From a broad perspective, the Go To Market plan is a touchstone document that starts as a draft and goes through revisions until sign off by all associate parties is achieved, at which point it is locked down. Further revision is possible, but would need to go through an additional draft/sign off procedure. In most instances in the tech and online world this document aligns senior management, sales, product marketing, marketing and product management. The document should go from overview (strategic) to specific (tactical/executional) as this aids senior management who may be more inclined to make sure the strategy is aligned with their vision without forcing them to sift through the detail. Here are the sections I like to include, yours may vary. This scenario is an online advertising network looking to get into real time bidding.
Executive Summary
Here is where we outline the strategy and general time frame for the major deliverables and launch. If it is a small release then the audience may be a VP or Director, big releases the audience would be VP or CEO level. The strategy documentation is best developed by a top down approach, so if you can get access to that thinking, use it and infuse that strategy throughout the plan. You may want to get buy in on this section before digging into the other sections.
Here is a example of a phase/product dev objective/strategy matrix that could be used in this section:
How and when revenue will be delivered by the release. What value does it add to the org? Outline here any potential cannibalization issues. This section should contain a summary and a standard projection spreadsheet.
Competitive Landscape
Who is currently in this market and how will this release provide competitive advantage? If this is a first to market product, what are the time and impact expectations from the other industry players?
Perspectives Matrix
This is something I created as an exerise that I found useful. It is a conceptual diagram that relates changing perspectives of multiple entities over time. I like it for understanding the perspectives of product marketing, product management and Customers. (note on my nomenclature, I use big C for external customers, little c for internal customer for whom I provide deliverables.)
I like this exercise because it forces you to step out of the product marketing role and think of the other critical partners for the successful adoption of the release. Here is an example:
Timelines
We are now starting to shift to the tactical. Timelines (a.k.a. time tubes or swim lanes) align the various groups around the major dates of deliverables. You should be meeting with product management and sales to provide input for this section.
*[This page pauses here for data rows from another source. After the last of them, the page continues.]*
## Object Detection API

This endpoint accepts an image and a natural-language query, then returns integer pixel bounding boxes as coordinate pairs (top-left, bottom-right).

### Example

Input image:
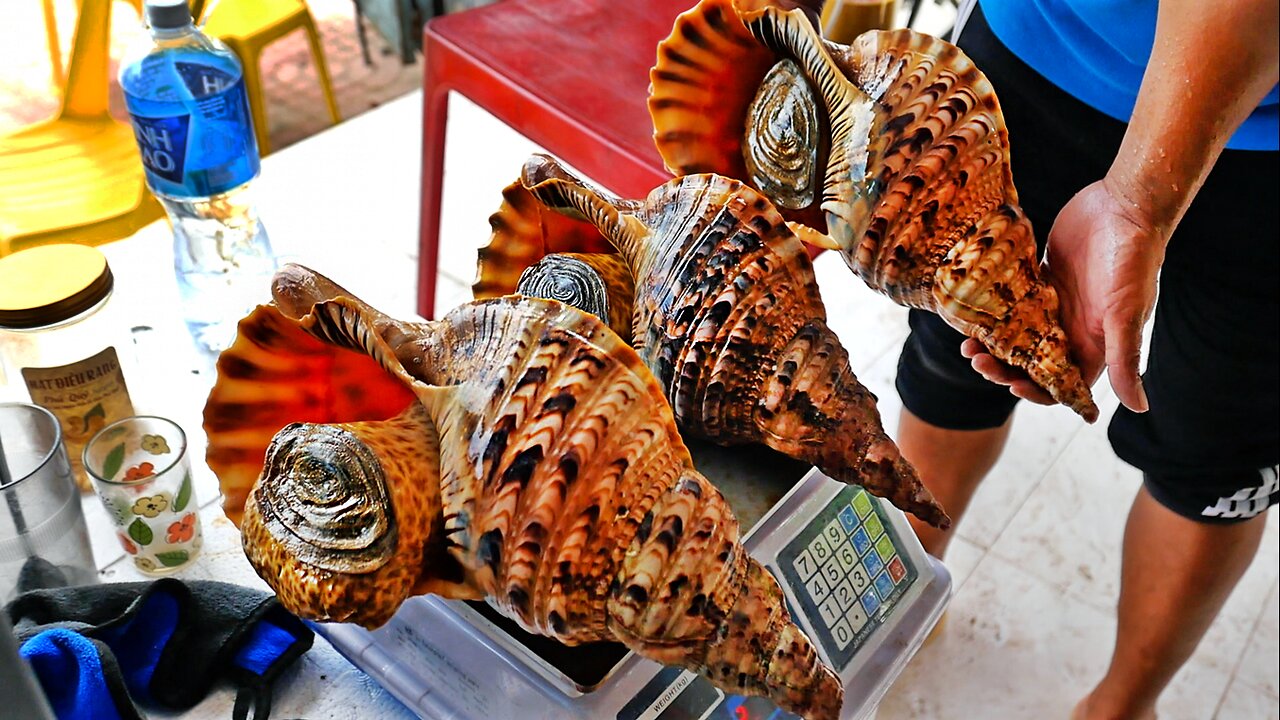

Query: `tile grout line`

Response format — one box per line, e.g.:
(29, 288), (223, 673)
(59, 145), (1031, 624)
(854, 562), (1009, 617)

(956, 407), (1087, 558)
(1213, 578), (1280, 719)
Here is an example of two swim lanes, one for product management and one for engineering. In a GTM plan you would have the product management timeline and a product marketing timeline. Notice that the timelines are referencing the phases outlined in the executive summary section. This is an example of how we are infusing the strategy throughout the plan:
RASCI Matrix
For me the RASCI Matrix is the crux of the plan. Nothing gets done without the buy in and sign off from the different functional groups within the org. It aligns everyone to the same plan and assigns accountabilites. If you can create a very detailed RASCI Matrix and get sign off, then congratulations! you just may have a shot of getting the product released on time and with impact.
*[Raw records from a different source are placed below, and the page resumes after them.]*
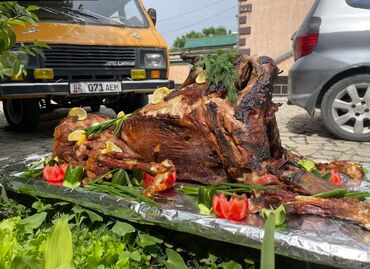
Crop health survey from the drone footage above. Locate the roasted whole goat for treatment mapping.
[53,52,370,228]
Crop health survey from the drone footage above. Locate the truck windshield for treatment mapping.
[18,0,149,28]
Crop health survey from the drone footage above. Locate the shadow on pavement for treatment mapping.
[287,110,335,139]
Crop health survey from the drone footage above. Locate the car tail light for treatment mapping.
[295,34,319,60]
[293,17,321,60]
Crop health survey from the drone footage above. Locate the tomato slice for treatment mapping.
[143,172,176,192]
[212,193,248,221]
[330,169,342,185]
[228,195,248,221]
[42,165,67,184]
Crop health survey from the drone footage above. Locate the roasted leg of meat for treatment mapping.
[250,191,370,230]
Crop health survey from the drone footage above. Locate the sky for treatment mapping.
[142,0,238,47]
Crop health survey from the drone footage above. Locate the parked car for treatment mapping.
[0,0,174,130]
[288,0,370,141]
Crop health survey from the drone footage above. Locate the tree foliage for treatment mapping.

Here is an example of a RASCI Matrix:
SWOTS Analysis
This is a good exercise, mostly it's for the benefit of the product marketing team, but one of our responsibilities as product marketers is educating the other teams and this matrix when shared can provide a good snapshot of current state.
Messaging Framework
This is the last section (although I generally do an extensive appendix with competitive landcape information culled from press releases and news.) The messaging framework will supply the marketing collateral with information developed by product marketing during the go to market process. It is checked against the executive summary and (via meeting with product management) what is actually being released to ensure the strategy is consistent and in alignment with the final product. It summarizes the positioning of the product, the target audience, current perceptions, customer issues, points of differentiation, specific messaging, tone and the value pillars that hold up the solution promise made to the Customer. It is in two sections, with the top section containing the overview messaging and the bottom section containing the main brand/product pillars with their associated value statements. The value statements when possible should use the A.R.E. approach (assertion, reasoning, evidence) Three pillars each with three value statements is usually enough info (with a little left over) for the press release and a one-sheet.